Coping with the Wounds

In cases like this, wise leadership should have anticipated the psychic wound their action would create. Their failure to do so led them to lose millions of dollars in profit that their new acquisition should have bought them.

In other cases leadership cannot anticipate the looming tragedy that will inflict a psychic wound on their culture. The leaders are as blind-sided by the tragedy as the people around them.

In either case, leadership must truly provide a caring opportunity for the wound to be acknowledged and for healing to occur. Ignoring or minimizing the significance of the wound only adds to the catastrophe. On the other hand, the organization can ill afford to wallow in the misery of the loss. Leaders do need to press ahead. The challenge, therefore, is to allow the loss to be grieved while still moving forward.

A fitting metaphor might be what happened with families migrating westward in the settling of the American frontier. As wagon trains made the long trek toward the Pacific, loved ones died along the way. There was an appropriate pause to bury the dead, but only a brief pause. The caravan had to continue on its journey if it was to reach its destination before winter.

Those loved ones, buried in often unmarked graves, were hardly forgotten simply because the wagon train moved on. They were remembered nightly in conversations around camp fires. Their lives were recalled in frequent conversations and prayers.

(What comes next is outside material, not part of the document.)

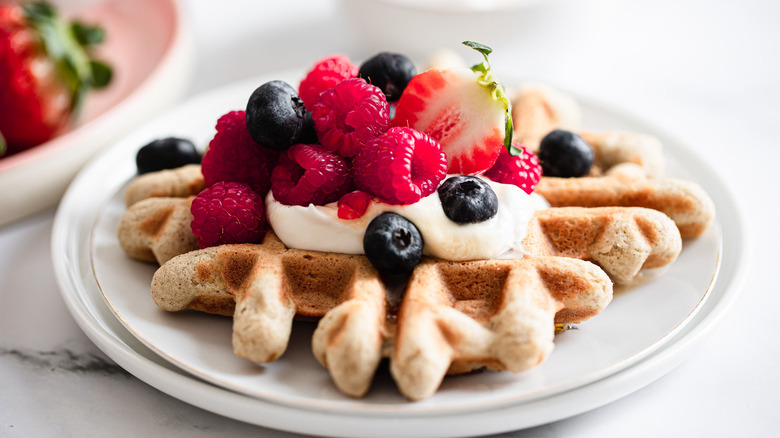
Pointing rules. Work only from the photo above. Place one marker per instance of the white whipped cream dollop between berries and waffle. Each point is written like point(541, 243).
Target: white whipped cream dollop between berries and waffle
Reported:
point(318, 227)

But still the wagon train moved west. People grieved as they moved out. And the very movement itself proved therapeutic. The challenges of the trail demanded enough of their energy that grief had no opportunity to overwhelm them. And attending to their daily duties helped people process their grief.

From a business perspective, one of the best books I've found on this topic is David Noer's Healing the Wounds: Overcoming the Trauma of Layoffs and Revitalizing Down-sized Organizations, which has recently been revised and updated. This topic is rarely addressed in management or leadership texts. Yet it's a subject that should never be taken lightly.